The challenge facing Southern Baptists [and other evangelical denominations] is whether or not the internal political polity of the denomination can embrace a “blue state” reality without fracturing along the dividing lines of conservative political issues. Advancing the gospel, not proving conservatism, must be the goal.


“Pawlenty’s prominent pastor not a political pawn.” A good article about Leith Anderson’s studied non-partisanship, but what editor approved the alliteration of the title?


“Until Adultery Do Us Part?”: in which an Episcopal priest argues that questions about adultery need to be asked in pre-marital counseling.


“Is Revivalist Spirituality Still Relevant Today?” Given that nineteenth-century revivals were also hotbeds of social reform, I should think so.


“The Geography of the Gospel”:

The gospel also frees us geographically: no longer needing to be in a certain place, known by certain people, on the social mountaintop, we are free to be anonymous, unknown, in the valley. Grace renders a verdict of acquittal not only over our identity but also over our location. A deep rest, a settled “okayness,” lands not only on who we are but also on where we are.

The World Wide (Religious) Web for Wednesday, April 27, 2011

Psychologists discover “a statistically significant trend toward narcissism and hostility in popular music.

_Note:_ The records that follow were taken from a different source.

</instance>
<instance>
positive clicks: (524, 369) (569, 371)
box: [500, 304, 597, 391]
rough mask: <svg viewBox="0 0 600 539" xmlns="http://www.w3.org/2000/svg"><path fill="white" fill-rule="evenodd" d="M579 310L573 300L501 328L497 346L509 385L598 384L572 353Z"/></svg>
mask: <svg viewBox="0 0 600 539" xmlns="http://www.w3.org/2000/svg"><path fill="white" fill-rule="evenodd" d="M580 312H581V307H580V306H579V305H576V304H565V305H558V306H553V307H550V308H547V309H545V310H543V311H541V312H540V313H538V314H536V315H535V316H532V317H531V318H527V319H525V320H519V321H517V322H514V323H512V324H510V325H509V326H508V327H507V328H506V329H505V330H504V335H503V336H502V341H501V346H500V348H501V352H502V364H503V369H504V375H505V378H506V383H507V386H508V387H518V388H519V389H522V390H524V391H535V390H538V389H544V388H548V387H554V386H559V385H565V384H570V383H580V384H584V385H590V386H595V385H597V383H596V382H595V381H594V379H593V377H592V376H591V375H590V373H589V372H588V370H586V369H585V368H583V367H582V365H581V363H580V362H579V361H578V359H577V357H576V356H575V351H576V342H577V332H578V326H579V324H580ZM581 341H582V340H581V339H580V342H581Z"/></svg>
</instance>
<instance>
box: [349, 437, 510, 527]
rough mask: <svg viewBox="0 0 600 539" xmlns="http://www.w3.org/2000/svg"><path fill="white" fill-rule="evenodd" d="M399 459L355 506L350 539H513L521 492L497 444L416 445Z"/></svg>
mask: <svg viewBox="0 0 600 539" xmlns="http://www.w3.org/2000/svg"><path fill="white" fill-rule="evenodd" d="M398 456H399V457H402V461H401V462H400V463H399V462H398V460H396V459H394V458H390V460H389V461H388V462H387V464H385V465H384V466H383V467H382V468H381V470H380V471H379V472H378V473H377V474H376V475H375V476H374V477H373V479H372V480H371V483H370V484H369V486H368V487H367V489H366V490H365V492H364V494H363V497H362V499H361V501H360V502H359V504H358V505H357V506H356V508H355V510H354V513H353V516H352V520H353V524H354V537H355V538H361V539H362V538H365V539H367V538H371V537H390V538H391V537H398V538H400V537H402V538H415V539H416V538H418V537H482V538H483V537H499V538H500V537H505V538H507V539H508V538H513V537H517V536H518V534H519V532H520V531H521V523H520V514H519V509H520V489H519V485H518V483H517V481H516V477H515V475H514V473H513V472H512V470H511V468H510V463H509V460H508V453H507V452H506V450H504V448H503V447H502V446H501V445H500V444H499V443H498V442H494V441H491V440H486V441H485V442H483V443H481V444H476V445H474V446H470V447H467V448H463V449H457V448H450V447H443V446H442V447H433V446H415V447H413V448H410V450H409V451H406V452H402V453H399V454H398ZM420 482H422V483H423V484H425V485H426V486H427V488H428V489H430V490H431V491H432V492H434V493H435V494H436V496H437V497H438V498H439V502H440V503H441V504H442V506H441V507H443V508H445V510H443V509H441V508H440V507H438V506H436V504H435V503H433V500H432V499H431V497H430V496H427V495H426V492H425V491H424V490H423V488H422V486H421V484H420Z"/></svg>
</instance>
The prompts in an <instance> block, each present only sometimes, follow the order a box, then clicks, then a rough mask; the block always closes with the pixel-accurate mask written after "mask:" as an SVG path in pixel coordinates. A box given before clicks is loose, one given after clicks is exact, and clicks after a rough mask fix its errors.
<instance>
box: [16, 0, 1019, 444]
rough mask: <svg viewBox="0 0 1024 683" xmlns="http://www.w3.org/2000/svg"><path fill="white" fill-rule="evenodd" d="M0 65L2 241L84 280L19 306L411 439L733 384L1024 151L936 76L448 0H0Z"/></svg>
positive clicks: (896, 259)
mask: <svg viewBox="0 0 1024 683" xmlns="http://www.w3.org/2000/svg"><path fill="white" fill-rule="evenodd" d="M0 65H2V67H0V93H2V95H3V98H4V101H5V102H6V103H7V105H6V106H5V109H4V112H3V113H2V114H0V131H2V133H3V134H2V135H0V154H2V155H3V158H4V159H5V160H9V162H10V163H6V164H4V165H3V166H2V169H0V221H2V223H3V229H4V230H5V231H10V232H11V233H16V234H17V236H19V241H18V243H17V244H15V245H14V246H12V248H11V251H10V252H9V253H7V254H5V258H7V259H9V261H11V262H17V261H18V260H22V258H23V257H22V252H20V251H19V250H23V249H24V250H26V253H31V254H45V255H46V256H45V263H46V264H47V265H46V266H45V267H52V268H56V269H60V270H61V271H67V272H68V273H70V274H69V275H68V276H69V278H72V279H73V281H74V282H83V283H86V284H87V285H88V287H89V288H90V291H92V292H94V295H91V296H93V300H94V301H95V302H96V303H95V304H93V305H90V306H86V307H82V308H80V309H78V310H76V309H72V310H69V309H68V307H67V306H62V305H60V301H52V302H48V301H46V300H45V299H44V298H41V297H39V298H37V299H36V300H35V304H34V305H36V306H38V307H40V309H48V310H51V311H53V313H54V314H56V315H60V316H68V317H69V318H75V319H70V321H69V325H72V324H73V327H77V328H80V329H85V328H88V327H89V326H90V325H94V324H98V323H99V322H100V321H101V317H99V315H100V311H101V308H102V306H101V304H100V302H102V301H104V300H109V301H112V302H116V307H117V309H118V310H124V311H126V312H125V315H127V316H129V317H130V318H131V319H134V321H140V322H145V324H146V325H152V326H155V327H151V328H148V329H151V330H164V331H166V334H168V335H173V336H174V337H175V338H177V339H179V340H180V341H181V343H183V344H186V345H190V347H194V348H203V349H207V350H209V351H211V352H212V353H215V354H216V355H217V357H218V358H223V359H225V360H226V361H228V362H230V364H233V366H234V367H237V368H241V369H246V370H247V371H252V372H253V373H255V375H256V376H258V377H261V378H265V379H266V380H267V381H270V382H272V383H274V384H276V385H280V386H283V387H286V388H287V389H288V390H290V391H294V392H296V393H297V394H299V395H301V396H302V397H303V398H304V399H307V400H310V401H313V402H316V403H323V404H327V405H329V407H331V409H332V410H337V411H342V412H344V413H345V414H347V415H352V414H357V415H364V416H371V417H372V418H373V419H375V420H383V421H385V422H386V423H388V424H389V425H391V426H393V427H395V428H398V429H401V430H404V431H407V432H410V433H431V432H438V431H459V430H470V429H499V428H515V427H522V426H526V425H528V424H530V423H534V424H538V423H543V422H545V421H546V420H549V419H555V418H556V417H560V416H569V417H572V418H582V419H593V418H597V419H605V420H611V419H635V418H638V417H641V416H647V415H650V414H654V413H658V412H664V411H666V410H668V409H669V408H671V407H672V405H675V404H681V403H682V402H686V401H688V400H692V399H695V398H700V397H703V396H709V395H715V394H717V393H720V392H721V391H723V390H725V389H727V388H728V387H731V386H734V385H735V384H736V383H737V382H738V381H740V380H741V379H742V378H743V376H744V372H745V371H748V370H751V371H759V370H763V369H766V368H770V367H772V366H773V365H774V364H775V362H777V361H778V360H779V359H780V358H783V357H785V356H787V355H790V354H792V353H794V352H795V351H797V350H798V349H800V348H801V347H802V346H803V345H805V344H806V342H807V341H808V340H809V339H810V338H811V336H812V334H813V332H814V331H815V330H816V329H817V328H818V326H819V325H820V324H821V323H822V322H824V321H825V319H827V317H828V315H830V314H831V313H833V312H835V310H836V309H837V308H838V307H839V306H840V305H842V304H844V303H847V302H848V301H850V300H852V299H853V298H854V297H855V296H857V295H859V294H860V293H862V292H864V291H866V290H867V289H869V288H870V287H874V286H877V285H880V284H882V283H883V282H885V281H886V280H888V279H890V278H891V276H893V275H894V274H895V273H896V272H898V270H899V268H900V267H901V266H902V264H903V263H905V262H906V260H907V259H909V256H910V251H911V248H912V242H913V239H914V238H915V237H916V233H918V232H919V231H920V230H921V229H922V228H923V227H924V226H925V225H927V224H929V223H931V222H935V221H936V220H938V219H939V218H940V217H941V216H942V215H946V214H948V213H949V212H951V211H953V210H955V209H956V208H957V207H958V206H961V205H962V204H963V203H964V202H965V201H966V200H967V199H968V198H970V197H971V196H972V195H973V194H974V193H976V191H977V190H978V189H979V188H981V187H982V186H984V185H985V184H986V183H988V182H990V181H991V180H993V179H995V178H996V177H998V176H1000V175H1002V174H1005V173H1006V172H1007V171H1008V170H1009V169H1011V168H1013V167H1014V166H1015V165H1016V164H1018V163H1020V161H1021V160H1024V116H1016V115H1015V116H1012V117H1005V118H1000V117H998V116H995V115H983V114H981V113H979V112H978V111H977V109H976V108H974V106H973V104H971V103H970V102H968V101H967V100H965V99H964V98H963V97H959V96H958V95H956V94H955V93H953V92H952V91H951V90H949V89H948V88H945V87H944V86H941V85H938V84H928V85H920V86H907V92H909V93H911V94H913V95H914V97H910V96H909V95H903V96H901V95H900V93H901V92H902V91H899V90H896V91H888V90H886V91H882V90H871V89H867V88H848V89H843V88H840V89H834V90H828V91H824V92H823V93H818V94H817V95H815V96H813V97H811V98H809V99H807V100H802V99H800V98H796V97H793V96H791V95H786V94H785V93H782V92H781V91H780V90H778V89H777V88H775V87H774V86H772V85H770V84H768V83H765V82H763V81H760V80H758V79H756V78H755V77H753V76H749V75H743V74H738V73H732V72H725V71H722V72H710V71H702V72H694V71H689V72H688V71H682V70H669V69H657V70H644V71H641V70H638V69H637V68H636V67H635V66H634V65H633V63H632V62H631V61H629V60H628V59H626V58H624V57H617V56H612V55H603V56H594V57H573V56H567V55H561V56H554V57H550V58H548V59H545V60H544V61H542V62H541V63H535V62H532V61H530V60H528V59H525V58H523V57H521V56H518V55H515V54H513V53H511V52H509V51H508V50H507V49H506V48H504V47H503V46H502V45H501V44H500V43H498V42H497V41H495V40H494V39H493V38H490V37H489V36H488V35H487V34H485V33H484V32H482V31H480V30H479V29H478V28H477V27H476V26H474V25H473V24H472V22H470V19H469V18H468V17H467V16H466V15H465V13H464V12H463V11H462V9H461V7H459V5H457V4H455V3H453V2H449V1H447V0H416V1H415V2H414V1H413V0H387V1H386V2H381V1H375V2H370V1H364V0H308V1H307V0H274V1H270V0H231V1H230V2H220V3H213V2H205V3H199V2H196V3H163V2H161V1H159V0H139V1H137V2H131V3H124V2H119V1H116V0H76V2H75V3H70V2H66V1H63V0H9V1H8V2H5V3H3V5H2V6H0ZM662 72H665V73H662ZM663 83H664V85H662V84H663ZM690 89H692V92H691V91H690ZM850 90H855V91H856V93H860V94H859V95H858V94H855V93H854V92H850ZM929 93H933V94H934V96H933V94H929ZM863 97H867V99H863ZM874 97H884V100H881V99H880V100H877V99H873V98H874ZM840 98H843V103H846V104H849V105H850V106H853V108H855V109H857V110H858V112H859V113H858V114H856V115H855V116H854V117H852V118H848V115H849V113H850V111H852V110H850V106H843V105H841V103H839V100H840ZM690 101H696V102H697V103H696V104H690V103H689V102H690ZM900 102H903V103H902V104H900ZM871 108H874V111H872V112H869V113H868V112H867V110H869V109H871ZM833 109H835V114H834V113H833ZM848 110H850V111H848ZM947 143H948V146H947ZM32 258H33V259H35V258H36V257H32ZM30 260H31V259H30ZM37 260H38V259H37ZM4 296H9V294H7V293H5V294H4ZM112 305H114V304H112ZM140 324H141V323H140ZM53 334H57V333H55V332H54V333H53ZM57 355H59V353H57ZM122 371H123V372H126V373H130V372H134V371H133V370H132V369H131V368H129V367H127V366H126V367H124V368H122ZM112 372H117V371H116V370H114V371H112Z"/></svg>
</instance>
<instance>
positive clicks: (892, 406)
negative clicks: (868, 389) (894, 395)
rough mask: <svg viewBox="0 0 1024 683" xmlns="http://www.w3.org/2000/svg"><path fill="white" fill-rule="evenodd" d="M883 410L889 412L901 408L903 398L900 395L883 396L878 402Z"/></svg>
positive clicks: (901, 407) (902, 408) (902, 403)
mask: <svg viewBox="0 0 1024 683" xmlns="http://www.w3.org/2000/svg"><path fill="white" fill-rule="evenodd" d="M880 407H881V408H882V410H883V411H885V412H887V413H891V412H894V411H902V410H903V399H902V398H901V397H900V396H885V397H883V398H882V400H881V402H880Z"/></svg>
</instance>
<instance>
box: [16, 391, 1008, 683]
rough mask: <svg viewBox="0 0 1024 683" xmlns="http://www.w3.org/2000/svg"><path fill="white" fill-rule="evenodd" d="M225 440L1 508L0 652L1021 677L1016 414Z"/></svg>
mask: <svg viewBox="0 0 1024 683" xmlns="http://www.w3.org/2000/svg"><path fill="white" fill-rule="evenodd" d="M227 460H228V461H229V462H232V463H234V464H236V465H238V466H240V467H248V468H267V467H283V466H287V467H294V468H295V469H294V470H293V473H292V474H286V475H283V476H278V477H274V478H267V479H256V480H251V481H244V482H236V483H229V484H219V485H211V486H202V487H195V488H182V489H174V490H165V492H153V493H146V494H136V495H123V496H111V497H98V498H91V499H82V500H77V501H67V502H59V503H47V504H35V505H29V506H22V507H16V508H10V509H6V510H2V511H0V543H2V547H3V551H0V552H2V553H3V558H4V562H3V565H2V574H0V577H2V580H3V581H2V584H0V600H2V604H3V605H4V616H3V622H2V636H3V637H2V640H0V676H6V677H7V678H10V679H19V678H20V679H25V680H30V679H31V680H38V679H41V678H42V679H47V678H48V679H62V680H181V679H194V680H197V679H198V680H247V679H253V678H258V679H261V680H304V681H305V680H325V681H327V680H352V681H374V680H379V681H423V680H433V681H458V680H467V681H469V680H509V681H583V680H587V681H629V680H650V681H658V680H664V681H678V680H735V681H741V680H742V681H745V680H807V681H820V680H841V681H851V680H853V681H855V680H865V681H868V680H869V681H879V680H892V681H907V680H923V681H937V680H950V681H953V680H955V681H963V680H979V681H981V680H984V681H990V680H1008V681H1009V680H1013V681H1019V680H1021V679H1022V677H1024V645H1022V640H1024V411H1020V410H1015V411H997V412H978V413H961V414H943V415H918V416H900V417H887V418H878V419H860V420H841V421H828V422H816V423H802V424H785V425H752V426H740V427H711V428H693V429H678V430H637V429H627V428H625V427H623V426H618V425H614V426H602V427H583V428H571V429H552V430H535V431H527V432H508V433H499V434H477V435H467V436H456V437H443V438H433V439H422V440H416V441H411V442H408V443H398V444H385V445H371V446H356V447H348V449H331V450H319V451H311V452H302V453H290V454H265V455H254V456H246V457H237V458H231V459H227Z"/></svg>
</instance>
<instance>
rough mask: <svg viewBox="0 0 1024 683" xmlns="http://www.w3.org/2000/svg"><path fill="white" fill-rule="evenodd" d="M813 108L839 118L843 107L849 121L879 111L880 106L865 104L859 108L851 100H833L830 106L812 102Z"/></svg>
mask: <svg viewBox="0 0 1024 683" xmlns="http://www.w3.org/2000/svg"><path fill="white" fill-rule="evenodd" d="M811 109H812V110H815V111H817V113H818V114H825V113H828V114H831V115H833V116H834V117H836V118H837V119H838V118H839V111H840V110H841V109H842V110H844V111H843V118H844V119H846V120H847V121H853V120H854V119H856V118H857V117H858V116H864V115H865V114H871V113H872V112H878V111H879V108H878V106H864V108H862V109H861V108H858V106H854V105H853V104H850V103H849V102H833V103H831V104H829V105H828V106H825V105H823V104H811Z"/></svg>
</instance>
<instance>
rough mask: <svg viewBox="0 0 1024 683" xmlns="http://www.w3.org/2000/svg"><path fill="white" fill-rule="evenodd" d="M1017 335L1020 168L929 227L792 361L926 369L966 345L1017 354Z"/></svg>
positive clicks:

As they hypothesized, the words ‘I’ and ‘me’ appear more frequently along with anger-related words, while there’s been a corresponding decline in ‘we’ and ‘us’ and the expression of positive emotions.” I am personally outraged at popular music’s narcissism and anger. Just kidding! Although I wonder what level of narcissism is present in contemporary worship songs.

Al Mohler offers insights about why conservative churches are growing. Sure, evangelical churches are growing and the mainline churches aren’t. But what if the country as a whole is growing at a faster rate than evangelical churches are? That’s the relevant missional problem, it seems to me. I don’t particularly care if evangelical churches are growing because of transfer growth from mainline churches.

How do you contextualize Christianity in majority Muslim countries? One answer is the so-called “insider movement,” which encourages converts to continue to self-identify as Muslims and to attend prayer meetings at the mosque. Is that a good idea?

“What is the key spiritual issue of our time?” Jesus offered a two-fold answer: Love God and love your neighbor as yourself. Eboo Patel gets the second half right.

Joe Carter asks, “What Would Jesus Drink?” I get the feeling this one’s going to be controversial.

Francis Chan asks, “What would the church look like today if we really stopped taking control of it and let the Holy Spirit lead?” That’s a good question, especially for Pentecostals.

Over at AGTV, my dad explores “Life’s Greatest Question” from Mark 8:29–30.

The Welcome Rise of the Pastor-Scholar. Well, I certainly welcome its rise.

Christ Alone is the first book-length response to Rob Bell’s Love Wins. Extensive excerpts are available online. (My own review of Bell’s book is here.)

The 20th Annual Wheaton Theology Conference looked at the topic, “Global Theology in Evangelical Perspective.” You watch or listen to each of the lectures at the link.

Timothy Dalrymple begins a series on abortion over at Part 1 looks at Kermit Gosnell and the climate of disregard for life created by the abortion industry.

If you’re into this kind of thing: the religious aspects of the upcoming royal wedding in the United Kingdom.

P.S. This is not really a religious story, but the White House has released President Obama’s certificate of live birth. This should put to rest all conspiracy theories about the president’s birth. Now if someone would just get Andrew Sullivan to shut up about Trig Palin.